Philippe Duchon (duchon@clipper.ens.fr)
Tue, 28 Jul 92 3:59:12 MET DST

Once again, I'll have to agree with Olivier (Gossner. Salut Goss...).
I don't like land ownership at all. Let me argue about it.

In Olympia, at their beginning, player characters are nothing. Simple,
ordinary persons. Perhaps sons (or daughters) of a rather wealthy merchant,
who just decided to go out by themselves and become "faction leaders".

What is a faction leader ? For a small faction, it probably is the most
charismatic/wealthy in a group of friends, or just a guy who hired a few
others.

Now, we are arguing about becoming rulers of quite large regions, or even
cities. How do you become such a ruler ? Usually, by being the son of the
previous ruler, or his heir. Or by being elected to the position, probably
by the most important locals (like guild leaders, rich merchants, aso).
Seizing power by force may be possible, but this kind of thing could only
happen once in decades, not several times a year.

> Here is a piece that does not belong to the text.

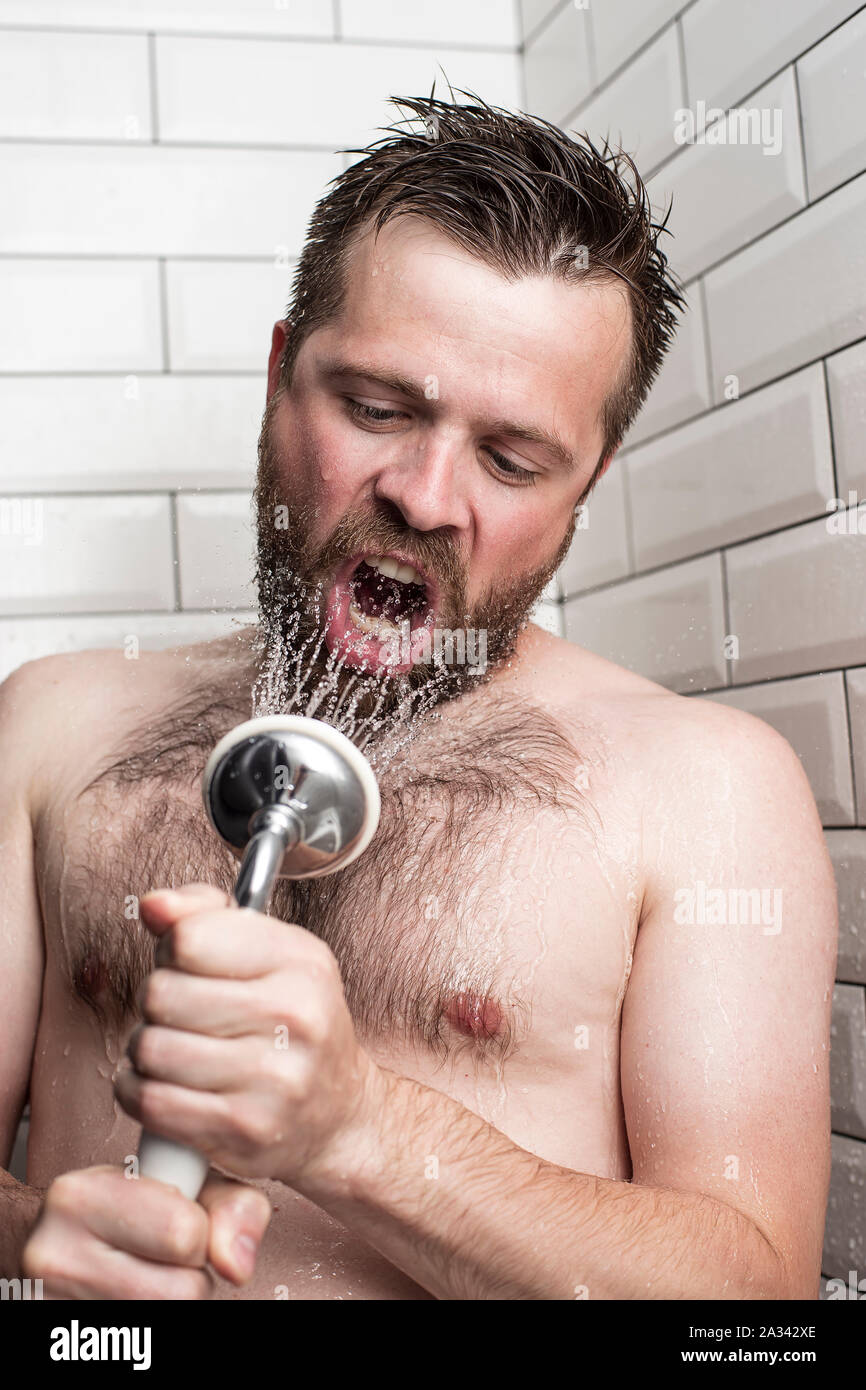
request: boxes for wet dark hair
[281,90,685,496]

Except if the society is described as "anarchy". No law. No tax, but what we
make (sorry). There are no stable rulers in the land.

We have to accept this: a place where, in less than 3 years (I've been around
since turn 1, and this is only turn 32), a nobody can pretend he is the ruler
of even a small town, lies in a state of anarchy. And I really believe that
in such a state, the commands we already have are enough. You can blackmail
people, ask them money for "protection". If they don't pay, you can attack
them, even hunt them. But you have no sure means of keeping them out. You are
a "ruler" only if you are respected by the local population. You have the
Times to show you are a ruler. You don't need games mechanisms for that.

OK, that's all. Come on. flame. I won't be here in the next days anyway.